What the data doesn’t show ... is that out in the real world there are very different metrics [than test results] at work. There’s too often far less to our current definition of success than meets the eye.
4 Comments

Test results are such a small part of what a child actually knows or are experts in. There are many different sorts of brilliance -- not all academic. I realize schools need to know where kids stand in the most basic areas, however I truly wish there was a way for the other areas of a child's skill set to be explored and praised.

We know that; that tests aren't the end-all be-all, but everyone else seems to buy into the idea that a passing test score shows that you're ready for life.

Tests are one basic way for students to show what they know about a subject. No one says passing a test means you're ready for life but we need a way to find out if those involved learned enough so far. Tests are what schools use and teachers are the ones who structure the questions for a test, quiz, and decide what's good or not about papers and projects. Even with standardized tests (except the last one of the year or before students graduate) teachers can give other types of tests to include other ideas students may have learned. It's up to teachers in the end.

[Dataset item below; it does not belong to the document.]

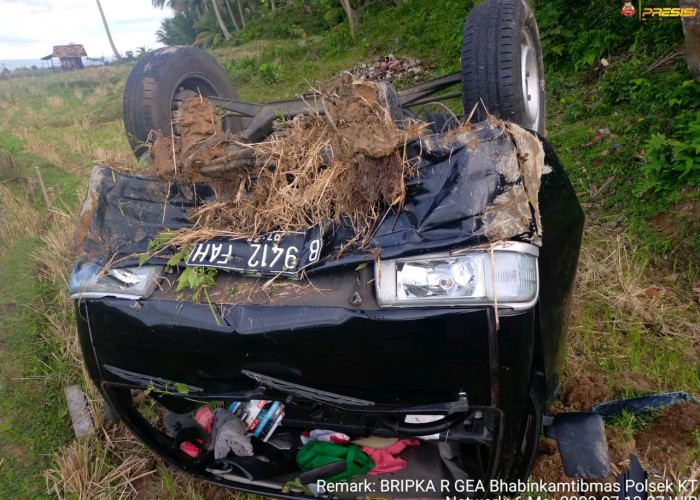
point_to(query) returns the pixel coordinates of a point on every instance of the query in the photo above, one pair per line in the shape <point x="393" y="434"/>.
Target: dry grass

The reality is that any multiple choice test is only as good as the questions it askes, when they are asked, and the manner in which they are interpreted. We all know nationally normed tests are statistical tools that, when carefully used, can aid in strategic decision-making. What is missing is research consumer education - what does all this data really tell us? What does it tell parents looking for a new school? What does it tell me, as a teacher, about my practice? I mean, really? It is just a single data point that falls far short of any long range quality education, and it has us chasing our tails. We have fallen in to the trap of pursuing a solution (i.e. increasing scores) without really actually addressing the underlying causes of low achievement. Granted, the latter would reveal that in an age of mass customization, the factory model of public education does not work.